その中でひときわ異彩を放つのが、黒い法衣のティリアーノだった。
「じゃあ、僕は神殿に行きますから、皆さんは適当に遊んでいてくださいねっ」
彼が手を振ると、アルネリアとパウラが周りを取り囲んだ。
「ご苦労様です、ティリアーノさん」
「とても助かります、ティリアーノさん」
「頼りにしているよ、ティリアーノ」
ヴァレリウスまでが笑顔を浮かべている。
「な、なにがあったんですか、いきなり気持ち悪いじゃないですか」
昨夜のことを覚えていないらしいティリアーノは首をかしげながら、入り組んだ迷路のような市街の中に消えていった。その奥に神殿があるのだろう。
「さて俺たちも、どこかに行こうか、どこがいい?」
ガリマーロがアルネリアたちに尋ねる。
「僕、海を見たことがないんです」
「僕も。海見たい!」
「それはいい。私も海で遊んだことがない。泳いでみたい」
ヴァレリウスもアルネリアたちに同調する……と。一同の顔から笑顔が消えた。
「ダメです」
砂浜は、港の近くにあった。その砂浜の先には、海に突き出すように伸びている岬が見える。
「海すごい」
「大きい、視界に収まりきらない」
アルネリアとパウラは波打ち際まで行くと、靴と靴下を脱ぎ捨て、裸足になって膝まで海中に入っていった。足の指が砂に埋まっていく感触と、その砂が波に洗われる感触に、思わず笑い声を立てる。大きい波が押し寄せると、キャーキャーと悲鳴を上げながら、砂浜まで逃げ、また波が引くと追いかけていく……それを幾度も繰り返している。

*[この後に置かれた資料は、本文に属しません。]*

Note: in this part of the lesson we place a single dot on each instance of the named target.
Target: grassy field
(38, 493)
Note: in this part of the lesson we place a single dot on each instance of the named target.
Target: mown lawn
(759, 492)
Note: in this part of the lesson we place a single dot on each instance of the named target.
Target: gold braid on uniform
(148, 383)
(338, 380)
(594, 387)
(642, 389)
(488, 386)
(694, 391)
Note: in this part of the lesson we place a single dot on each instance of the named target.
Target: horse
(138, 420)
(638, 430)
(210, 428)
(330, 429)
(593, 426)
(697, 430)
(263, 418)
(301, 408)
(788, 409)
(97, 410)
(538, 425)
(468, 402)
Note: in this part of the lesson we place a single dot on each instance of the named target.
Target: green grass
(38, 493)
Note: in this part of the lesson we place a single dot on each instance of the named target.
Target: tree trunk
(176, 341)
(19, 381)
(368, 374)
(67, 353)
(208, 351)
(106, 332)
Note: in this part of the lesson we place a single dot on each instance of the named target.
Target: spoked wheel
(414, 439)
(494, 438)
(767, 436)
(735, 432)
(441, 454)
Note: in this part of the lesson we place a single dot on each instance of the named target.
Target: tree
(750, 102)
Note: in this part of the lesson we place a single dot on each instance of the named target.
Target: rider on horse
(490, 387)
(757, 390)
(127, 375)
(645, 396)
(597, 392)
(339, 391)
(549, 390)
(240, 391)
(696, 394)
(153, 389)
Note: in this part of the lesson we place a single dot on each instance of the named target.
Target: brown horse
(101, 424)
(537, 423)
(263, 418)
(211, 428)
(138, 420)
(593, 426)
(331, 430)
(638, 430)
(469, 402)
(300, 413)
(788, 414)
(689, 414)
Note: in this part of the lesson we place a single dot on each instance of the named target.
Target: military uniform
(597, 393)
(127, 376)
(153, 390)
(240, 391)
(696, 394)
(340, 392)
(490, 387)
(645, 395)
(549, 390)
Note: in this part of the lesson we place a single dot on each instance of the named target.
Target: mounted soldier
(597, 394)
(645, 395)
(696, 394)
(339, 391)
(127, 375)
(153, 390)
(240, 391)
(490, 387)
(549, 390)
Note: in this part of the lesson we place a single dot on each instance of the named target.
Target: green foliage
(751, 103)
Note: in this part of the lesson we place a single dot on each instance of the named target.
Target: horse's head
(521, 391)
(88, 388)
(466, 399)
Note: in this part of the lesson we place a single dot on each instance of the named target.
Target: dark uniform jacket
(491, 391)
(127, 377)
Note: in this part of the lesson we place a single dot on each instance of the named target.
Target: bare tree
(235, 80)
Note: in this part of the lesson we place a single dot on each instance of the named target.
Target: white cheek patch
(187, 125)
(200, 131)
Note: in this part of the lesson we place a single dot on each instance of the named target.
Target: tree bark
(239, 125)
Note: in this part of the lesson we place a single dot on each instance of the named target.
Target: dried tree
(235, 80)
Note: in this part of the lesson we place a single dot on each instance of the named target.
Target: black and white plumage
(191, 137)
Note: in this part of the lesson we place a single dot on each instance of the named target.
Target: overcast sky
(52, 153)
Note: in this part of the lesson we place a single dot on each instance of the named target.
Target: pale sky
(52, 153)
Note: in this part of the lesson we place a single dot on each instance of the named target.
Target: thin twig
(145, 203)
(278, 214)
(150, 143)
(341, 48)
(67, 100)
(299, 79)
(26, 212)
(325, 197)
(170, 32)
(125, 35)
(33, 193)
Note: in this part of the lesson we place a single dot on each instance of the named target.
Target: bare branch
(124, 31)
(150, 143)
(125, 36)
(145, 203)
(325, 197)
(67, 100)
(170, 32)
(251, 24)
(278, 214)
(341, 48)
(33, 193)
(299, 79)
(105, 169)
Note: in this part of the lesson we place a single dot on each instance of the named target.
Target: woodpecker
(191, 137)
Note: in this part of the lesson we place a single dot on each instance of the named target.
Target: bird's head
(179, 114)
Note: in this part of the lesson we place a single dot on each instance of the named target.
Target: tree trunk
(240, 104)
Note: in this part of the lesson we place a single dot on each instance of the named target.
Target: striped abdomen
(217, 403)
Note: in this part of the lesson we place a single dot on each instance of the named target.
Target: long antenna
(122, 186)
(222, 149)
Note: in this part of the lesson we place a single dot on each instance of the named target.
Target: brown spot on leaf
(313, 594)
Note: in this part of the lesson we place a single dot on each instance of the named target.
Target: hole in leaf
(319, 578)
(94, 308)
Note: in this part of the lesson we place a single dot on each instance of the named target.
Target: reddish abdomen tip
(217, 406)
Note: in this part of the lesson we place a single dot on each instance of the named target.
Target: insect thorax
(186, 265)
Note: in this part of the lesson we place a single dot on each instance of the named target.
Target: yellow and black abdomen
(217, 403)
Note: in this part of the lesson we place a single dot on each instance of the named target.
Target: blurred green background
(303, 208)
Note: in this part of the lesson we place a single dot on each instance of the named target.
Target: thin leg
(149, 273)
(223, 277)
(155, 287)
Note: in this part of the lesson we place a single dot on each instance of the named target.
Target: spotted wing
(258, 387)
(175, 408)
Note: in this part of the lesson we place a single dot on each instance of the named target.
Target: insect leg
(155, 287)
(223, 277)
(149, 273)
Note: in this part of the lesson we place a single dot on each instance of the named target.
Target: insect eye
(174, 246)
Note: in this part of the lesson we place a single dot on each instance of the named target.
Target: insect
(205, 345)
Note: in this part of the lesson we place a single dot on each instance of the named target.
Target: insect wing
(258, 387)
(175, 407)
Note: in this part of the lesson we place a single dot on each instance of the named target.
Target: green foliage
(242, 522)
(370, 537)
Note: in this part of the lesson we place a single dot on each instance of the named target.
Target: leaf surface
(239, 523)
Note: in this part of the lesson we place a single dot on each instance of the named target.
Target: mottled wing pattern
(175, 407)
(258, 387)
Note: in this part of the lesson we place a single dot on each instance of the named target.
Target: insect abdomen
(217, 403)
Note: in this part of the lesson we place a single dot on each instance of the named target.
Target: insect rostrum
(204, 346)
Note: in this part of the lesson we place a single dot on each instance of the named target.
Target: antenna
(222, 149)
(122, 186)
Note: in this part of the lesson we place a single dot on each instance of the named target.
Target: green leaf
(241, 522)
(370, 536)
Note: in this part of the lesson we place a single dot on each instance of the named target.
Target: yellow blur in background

「子鹿と、子犬のようですね。とても生き生きしていてうらやましい」
砂浜に腰を下ろし、ふたりをうらやましそうに見つめているヴァレリウスに、ビルギッタが声をかけた。
「あなたも行って、仲間にお入りになればよろしいのに?」
「私が言ったら、あの子たちが嫌がるのでは?」
「うちの子供たちは、そういう子ではありませんよ」
ヴァレリウスは、頷いて立ち上がり、そっと靴と靴下を脱いだ。日焼けしていない足の白さが目についた。
「パウハルト君、アルベルト君」
「あ、いいところに。あそこ見て!」
波打ち際に近づいたヴァレリウスは、ふたりの間に迎えられるなり、歓声を上げた。
「魚が跳ねた! 海ってすごい」
「ソレイヤールは、国そのものが半島だから、ぐるりと海に囲まれてるじゃないですか」
アルネリアが見上げると、ヴァレリウスはさみしそうに水平線を眺めた。
「でも私は、こんなふうに海に入って遊んだことはなかったから」
そのあとヴァレリウスのめくりあげたズボンの裾がぬれるのもかまわず、3人でじゃぶじゃぶと波打ち際を歩き回り、疲れたら砂浜に横になった。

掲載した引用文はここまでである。